The last two decades there have been many advances in the research of nanomechanical oscillators. These systems exhibit high resonance frequencies, high quality factors and low dissipation. In particular, a levitated nanoparticle is a nanomechanical oscillator that has the advantage of not having losses due to the friction of clamping; this allows these systems to have coherences that are long enough to observe quantum effects on macroscopic objects.
We aim at trapping individual NaYF4 nanoparticles doped with Yb3+ in a Paul trap inside an ultra high vacuum environment. There, we will develop methods to cool both their center of mass and internal degrees of freedom with laser and feedback cooling techniques. This system is ideal to study and develop further understanding on the frontier between micro and macroscopic physics, and between atomic and solid state physics. For example, on this system we can study thermodynamic processes at the limit where fluctuations become relevant. Also we envision this will be a versatile platform to perform nano-scaled solid-state experiments at temperatures near absolute zero.
2022 update – We are currently assembling the vacuum system, optics, and the electronics for a Paul electrodynamic trap. Our goals this year include demonstrating our ability to load the trap using Light Induced Acoustic Desorption (LIAD).

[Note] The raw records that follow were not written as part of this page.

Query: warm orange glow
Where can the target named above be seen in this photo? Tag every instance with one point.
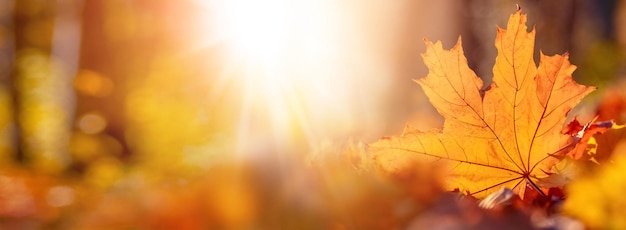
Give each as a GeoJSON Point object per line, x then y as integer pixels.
{"type": "Point", "coordinates": [291, 63]}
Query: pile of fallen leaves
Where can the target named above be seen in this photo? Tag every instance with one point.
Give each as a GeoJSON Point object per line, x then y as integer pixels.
{"type": "Point", "coordinates": [509, 158]}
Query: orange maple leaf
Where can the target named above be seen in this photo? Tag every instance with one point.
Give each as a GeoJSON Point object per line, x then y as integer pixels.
{"type": "Point", "coordinates": [508, 135]}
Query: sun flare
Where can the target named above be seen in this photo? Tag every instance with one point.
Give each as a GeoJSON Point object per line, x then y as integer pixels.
{"type": "Point", "coordinates": [293, 73]}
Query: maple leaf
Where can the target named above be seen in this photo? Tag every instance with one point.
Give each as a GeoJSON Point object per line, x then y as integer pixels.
{"type": "Point", "coordinates": [508, 135]}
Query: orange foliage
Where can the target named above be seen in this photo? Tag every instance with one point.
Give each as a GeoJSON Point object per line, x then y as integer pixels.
{"type": "Point", "coordinates": [507, 135]}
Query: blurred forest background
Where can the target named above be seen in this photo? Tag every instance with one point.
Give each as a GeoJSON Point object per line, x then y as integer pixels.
{"type": "Point", "coordinates": [192, 114]}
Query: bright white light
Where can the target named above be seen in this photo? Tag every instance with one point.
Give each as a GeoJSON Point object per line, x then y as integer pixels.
{"type": "Point", "coordinates": [289, 59]}
{"type": "Point", "coordinates": [255, 31]}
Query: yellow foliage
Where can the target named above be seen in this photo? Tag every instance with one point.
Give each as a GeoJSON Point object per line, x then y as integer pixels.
{"type": "Point", "coordinates": [598, 199]}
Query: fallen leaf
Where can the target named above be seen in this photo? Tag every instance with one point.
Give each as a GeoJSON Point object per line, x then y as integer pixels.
{"type": "Point", "coordinates": [507, 135]}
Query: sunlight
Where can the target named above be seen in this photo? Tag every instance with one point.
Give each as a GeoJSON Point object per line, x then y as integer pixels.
{"type": "Point", "coordinates": [255, 30]}
{"type": "Point", "coordinates": [291, 64]}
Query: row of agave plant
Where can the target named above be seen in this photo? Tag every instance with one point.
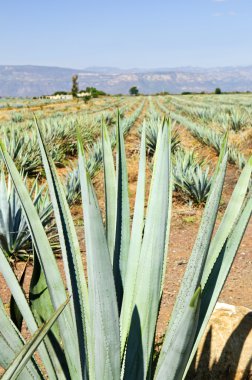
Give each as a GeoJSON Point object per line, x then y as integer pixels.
{"type": "Point", "coordinates": [15, 238]}
{"type": "Point", "coordinates": [103, 326]}
{"type": "Point", "coordinates": [60, 135]}
{"type": "Point", "coordinates": [207, 136]}
{"type": "Point", "coordinates": [191, 175]}
{"type": "Point", "coordinates": [231, 117]}
{"type": "Point", "coordinates": [94, 162]}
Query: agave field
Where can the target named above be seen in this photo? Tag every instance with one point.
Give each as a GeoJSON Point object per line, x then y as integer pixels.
{"type": "Point", "coordinates": [122, 222]}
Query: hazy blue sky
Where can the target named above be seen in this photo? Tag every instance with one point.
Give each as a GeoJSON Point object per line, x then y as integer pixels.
{"type": "Point", "coordinates": [129, 33]}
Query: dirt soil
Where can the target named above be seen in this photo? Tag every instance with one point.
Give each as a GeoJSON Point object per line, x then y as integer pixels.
{"type": "Point", "coordinates": [184, 227]}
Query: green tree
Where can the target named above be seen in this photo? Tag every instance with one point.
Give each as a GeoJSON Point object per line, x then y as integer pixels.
{"type": "Point", "coordinates": [75, 86]}
{"type": "Point", "coordinates": [134, 90]}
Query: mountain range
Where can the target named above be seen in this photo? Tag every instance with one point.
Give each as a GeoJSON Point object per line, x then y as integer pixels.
{"type": "Point", "coordinates": [28, 80]}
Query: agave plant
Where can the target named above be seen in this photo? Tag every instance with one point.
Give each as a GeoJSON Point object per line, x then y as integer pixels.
{"type": "Point", "coordinates": [107, 330]}
{"type": "Point", "coordinates": [190, 177]}
{"type": "Point", "coordinates": [15, 237]}
{"type": "Point", "coordinates": [152, 127]}
{"type": "Point", "coordinates": [237, 120]}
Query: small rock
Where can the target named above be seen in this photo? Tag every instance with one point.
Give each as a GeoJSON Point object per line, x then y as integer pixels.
{"type": "Point", "coordinates": [225, 352]}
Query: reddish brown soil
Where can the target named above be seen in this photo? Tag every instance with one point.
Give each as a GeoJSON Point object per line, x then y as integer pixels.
{"type": "Point", "coordinates": [184, 227]}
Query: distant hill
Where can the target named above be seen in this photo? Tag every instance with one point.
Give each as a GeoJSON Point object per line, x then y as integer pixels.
{"type": "Point", "coordinates": [40, 80]}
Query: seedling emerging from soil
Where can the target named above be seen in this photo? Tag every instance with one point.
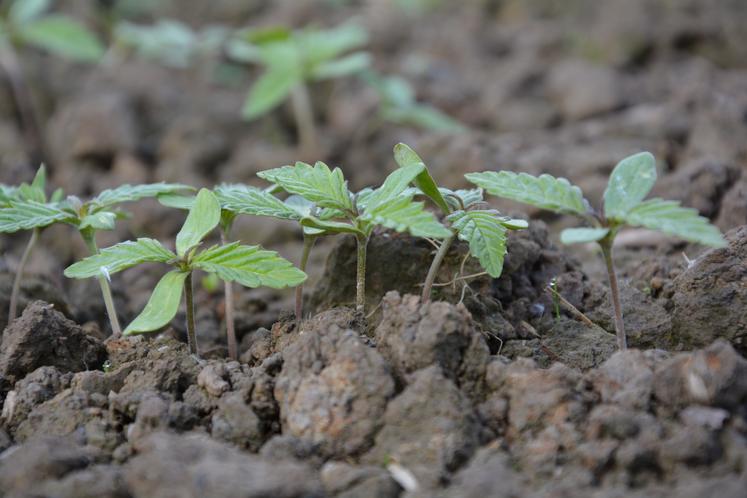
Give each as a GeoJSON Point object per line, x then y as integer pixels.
{"type": "Point", "coordinates": [630, 182]}
{"type": "Point", "coordinates": [391, 205]}
{"type": "Point", "coordinates": [485, 230]}
{"type": "Point", "coordinates": [250, 266]}
{"type": "Point", "coordinates": [99, 213]}
{"type": "Point", "coordinates": [23, 23]}
{"type": "Point", "coordinates": [292, 60]}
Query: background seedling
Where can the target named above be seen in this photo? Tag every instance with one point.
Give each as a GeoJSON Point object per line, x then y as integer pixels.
{"type": "Point", "coordinates": [26, 23]}
{"type": "Point", "coordinates": [250, 266]}
{"type": "Point", "coordinates": [624, 205]}
{"type": "Point", "coordinates": [391, 205]}
{"type": "Point", "coordinates": [99, 213]}
{"type": "Point", "coordinates": [485, 230]}
{"type": "Point", "coordinates": [292, 60]}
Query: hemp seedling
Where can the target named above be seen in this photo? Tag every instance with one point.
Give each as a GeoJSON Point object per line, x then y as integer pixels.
{"type": "Point", "coordinates": [250, 266]}
{"type": "Point", "coordinates": [391, 205]}
{"type": "Point", "coordinates": [23, 23]}
{"type": "Point", "coordinates": [292, 60]}
{"type": "Point", "coordinates": [87, 217]}
{"type": "Point", "coordinates": [36, 191]}
{"type": "Point", "coordinates": [630, 182]}
{"type": "Point", "coordinates": [485, 230]}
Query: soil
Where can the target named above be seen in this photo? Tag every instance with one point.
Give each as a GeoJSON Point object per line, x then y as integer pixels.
{"type": "Point", "coordinates": [490, 389]}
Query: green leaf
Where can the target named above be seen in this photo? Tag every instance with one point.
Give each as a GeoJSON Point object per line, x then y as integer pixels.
{"type": "Point", "coordinates": [582, 235]}
{"type": "Point", "coordinates": [119, 257]}
{"type": "Point", "coordinates": [132, 193]}
{"type": "Point", "coordinates": [251, 266]}
{"type": "Point", "coordinates": [22, 11]}
{"type": "Point", "coordinates": [162, 305]}
{"type": "Point", "coordinates": [102, 220]}
{"type": "Point", "coordinates": [405, 156]}
{"type": "Point", "coordinates": [630, 182]}
{"type": "Point", "coordinates": [25, 215]}
{"type": "Point", "coordinates": [545, 191]}
{"type": "Point", "coordinates": [203, 217]}
{"type": "Point", "coordinates": [351, 64]}
{"type": "Point", "coordinates": [271, 90]}
{"type": "Point", "coordinates": [63, 36]}
{"type": "Point", "coordinates": [402, 214]}
{"type": "Point", "coordinates": [320, 185]}
{"type": "Point", "coordinates": [671, 218]}
{"type": "Point", "coordinates": [486, 237]}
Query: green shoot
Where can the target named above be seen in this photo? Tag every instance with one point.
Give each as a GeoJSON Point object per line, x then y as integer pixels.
{"type": "Point", "coordinates": [292, 60]}
{"type": "Point", "coordinates": [624, 205]}
{"type": "Point", "coordinates": [391, 206]}
{"type": "Point", "coordinates": [33, 212]}
{"type": "Point", "coordinates": [250, 266]}
{"type": "Point", "coordinates": [485, 230]}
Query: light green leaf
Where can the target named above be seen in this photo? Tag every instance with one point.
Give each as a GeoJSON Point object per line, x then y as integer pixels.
{"type": "Point", "coordinates": [132, 193]}
{"type": "Point", "coordinates": [251, 266]}
{"type": "Point", "coordinates": [320, 185]}
{"type": "Point", "coordinates": [351, 64]}
{"type": "Point", "coordinates": [402, 214]}
{"type": "Point", "coordinates": [162, 305]}
{"type": "Point", "coordinates": [630, 182]}
{"type": "Point", "coordinates": [102, 220]}
{"type": "Point", "coordinates": [271, 90]}
{"type": "Point", "coordinates": [582, 235]}
{"type": "Point", "coordinates": [405, 156]}
{"type": "Point", "coordinates": [63, 36]}
{"type": "Point", "coordinates": [671, 218]}
{"type": "Point", "coordinates": [545, 191]}
{"type": "Point", "coordinates": [119, 257]}
{"type": "Point", "coordinates": [22, 11]}
{"type": "Point", "coordinates": [486, 237]}
{"type": "Point", "coordinates": [25, 215]}
{"type": "Point", "coordinates": [203, 217]}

2023 update – We successfully built a linear Paul trap within an Ultra High Vacuum (UHV) chamber. Also, we load nanoparticles into the trap using Light Induced Acoustic Desorption (LIAD) through the hollow upper endcap. As we load through the endcap, we now have a clear window in the UHV chamber for directing laser light onto the levitated nanoparticle, as well as two other windows available for performing measurements: one for the internal degrees of freedom and another for the external ones.
2024 update – Currently, we are systematically trapping individual Er3+Yb3+:NaYF4 nanoparticles in a low vacuum environment. Our laboratory work is focused on two main areas. Firstly, we are able to measure the center of mass motion of the trapped nanoparticle. Our goal for this year in this direction is to implement electric feedback cooling to precisely confine the nanoparticle’s center of mass within a small spatial volume.
Secondly, we are conducting spectroscopic experiments on these embedded nanocrystals. We characterized the emission of Er3+Yb3+:NaYF4 nanoparticle clusters relative to their temperature to be able to monitor the internal temperature of the levitated nanoparticles throughout our experiments.
On the theoretical front, we are developing innovative methods to improve the cooling of Yb3+:NaYF4 nanocrystals. Our efforts include constructing a quantum mechanical model to validate concepts that we plan to implement in our setup for levitated nanoparticles in vacuum environment.